No matter how much you are earning and at which career phase you are going through, you are likely to have access to the RRSP, which is designed specifically to help you save/invest for your retirement. Even if you can’t fill it to the brim by contributing 18% of your income every year, you can still accumulate a decent amount of wealth in your RRSP by starting early and choosing the right stocks.
A banking stock
When it comes to banking stocks, the Big Five tend to be some of the first picks of most Canadian investors, but if you are willing to step out of that elite circle, National Bank of Canada (TSX:NA) is a great option. It has been a powerful growth stock, especially in the last five years, and even though it hasn’t captured as big a market as the constituents of the Big Five have, it still has a decent local and international presence.
The balance sheet is well balanced. The revenue dipped during 2020, but the bank has regained its pre-pandemic business/growth momentum.

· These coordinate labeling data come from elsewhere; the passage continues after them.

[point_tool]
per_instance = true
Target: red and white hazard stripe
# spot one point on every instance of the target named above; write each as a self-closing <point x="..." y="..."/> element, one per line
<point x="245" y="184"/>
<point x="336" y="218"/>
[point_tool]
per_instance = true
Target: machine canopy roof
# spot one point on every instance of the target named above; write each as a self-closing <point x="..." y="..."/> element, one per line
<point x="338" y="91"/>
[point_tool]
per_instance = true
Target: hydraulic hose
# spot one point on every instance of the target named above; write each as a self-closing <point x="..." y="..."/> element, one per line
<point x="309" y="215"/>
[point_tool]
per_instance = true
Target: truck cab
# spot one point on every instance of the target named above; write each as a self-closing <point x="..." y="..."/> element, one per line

It’s offering a relatively modest 3.23% dividend yield and a powerful 10-year CAGR of 13.2%, and even its 20-year CAGR is just under 10%. That’s a sensible enough growth rate, and if the bank keeps growing at 10% a year for the next three or four decades, it can be a powerful asset in your RRSP.
A utility company
Emera (TSX:EMA) is a Nova Scotia-based electrical utility company that provides electricity to about 2.5 million consumers in Canada, the U.S., and the Caribbean (a total of six countries). It has about $31 billion in a wide variety of assets (under different brands/companies). Its asset portfolio is composed of power-generation assets, distribution infrastructure, and natural gas-distribution facilities. It has over 900,000 natural gas customers in Florida and New Mexico.
As a utility company with two different utility businesses and a geographically diversified customer base, Emera seems relatively safe for the long term. And it offers more than just long-term stability. Emera has a 10-year CAGR of 10.5% and is currently offering a juicy yield of 4.64%. You can either reinvest the dividends to turn it into an income-producing stream for later or use it to pile up cash in your RRSP.
A growth stock
If you want to add a powerful growth stock to your RRSP, Boyd Group Services (TSX:BYD) is a decent contender. The operating company controls five different brands and has one of the largest non-franchised collision-repair centres in North America. It means it hasn’t diluted its central control of the company for the sake of expansion. It has a total of 705 locations in North America.
Most of the company’s revenues are generated from the U.S., with only about 10-15% coming from Canada. The best part about Boyd’s revenues is that almost 90% of it comes from insurance companies, with only 10% flowing in from retail payers.
While Boyd is a Dividend Aristocrat as well, its 0.26% yield might not make it enticing to you. But you should consider this stock for its growth prospects. Its last 10-year CAGR is 39.96%. That is an insane growth rate, but even if it can sustain half of it for the next few decades, it can practically transform your portfolio’s growth.
Foolish takeaway
If you are considering buy-and-hold stocks for your RRSP, don’t forget about diversification. Think long term. Some sectors might have a relatively bright future compared to others. Even the top performers of sectors with uncertain futures might be relatively risky picks compared to modestly growing companies of rock-solid sectors and industries.